Borderland literature, female pleasure, and the slash fic phenomenon
Author(s) -
Erica Lyn Massey
Publication year - 2019
Publication title -
transformative works and cultures
Language(s) - English
Resource type - Journals
ISSN - 1941-2258
DOI - 10.3983/twc.2019.1390
Subject(s) - fandom , scholarship , hybridity , sociology , mainstream , queer , aesthetics , the imaginary , media studies , hegemony , subaltern , gender studies , art , anthropology , politics , psychoanalysis , political science , psychology , law
In the discussion of media and borderlands theory, current scholarship primarily attends to investigating borderlands as metaphors for broader minority critique, where niche, representative publications resist hegemonic mass-market productions. However, scholarship has yet to formally extend the borderlands paradigm to slash fan fiction—that is, examining a subaltern where residents display a hybridity of opposing culture. Looking at slash and its predominantly female, often queer, writers through the lens of Gloria Anzaldúa's notion of a borderlands offers insight into the values and motivations of writers and consumers in their production of fan fiction, not just within the microcosm of fandom but also pertaining to wider social and cultural transformations.
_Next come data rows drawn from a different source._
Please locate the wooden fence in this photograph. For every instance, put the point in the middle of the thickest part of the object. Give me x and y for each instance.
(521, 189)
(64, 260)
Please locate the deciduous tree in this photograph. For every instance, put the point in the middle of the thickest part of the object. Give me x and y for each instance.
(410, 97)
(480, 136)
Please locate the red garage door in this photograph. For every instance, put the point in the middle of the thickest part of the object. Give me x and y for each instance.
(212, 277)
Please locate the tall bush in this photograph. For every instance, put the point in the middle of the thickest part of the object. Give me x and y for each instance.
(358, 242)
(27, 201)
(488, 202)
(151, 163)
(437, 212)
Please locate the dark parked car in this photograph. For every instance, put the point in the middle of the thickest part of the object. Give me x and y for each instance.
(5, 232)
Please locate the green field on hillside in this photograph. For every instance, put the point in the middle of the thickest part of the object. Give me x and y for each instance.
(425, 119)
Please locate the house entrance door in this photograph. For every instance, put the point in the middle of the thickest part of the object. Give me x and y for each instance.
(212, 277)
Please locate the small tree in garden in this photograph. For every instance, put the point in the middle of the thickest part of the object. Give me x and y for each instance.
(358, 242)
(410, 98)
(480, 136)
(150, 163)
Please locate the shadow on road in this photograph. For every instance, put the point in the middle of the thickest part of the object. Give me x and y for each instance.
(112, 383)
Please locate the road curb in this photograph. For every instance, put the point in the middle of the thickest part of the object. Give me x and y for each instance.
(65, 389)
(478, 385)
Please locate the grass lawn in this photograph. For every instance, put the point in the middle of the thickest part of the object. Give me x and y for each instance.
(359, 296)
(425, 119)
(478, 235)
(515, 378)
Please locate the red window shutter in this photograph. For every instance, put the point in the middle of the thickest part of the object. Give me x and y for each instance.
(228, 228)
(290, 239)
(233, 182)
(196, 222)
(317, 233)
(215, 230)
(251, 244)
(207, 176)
This investigation considers the circumstances dictating female fan experience by examining the practical and contextual dimensions of fandom and illustrating how fan works differ ontologically, epistemologically, and functionally from mainstream productions, thus facilitating a critique on how fans construct and mobilize imaginary as means of negotiating the real social structures that otherwise limit their enjoyment of consumable media and the transformative works they create that nonetheless mirror the systems of marginalization found in the real world.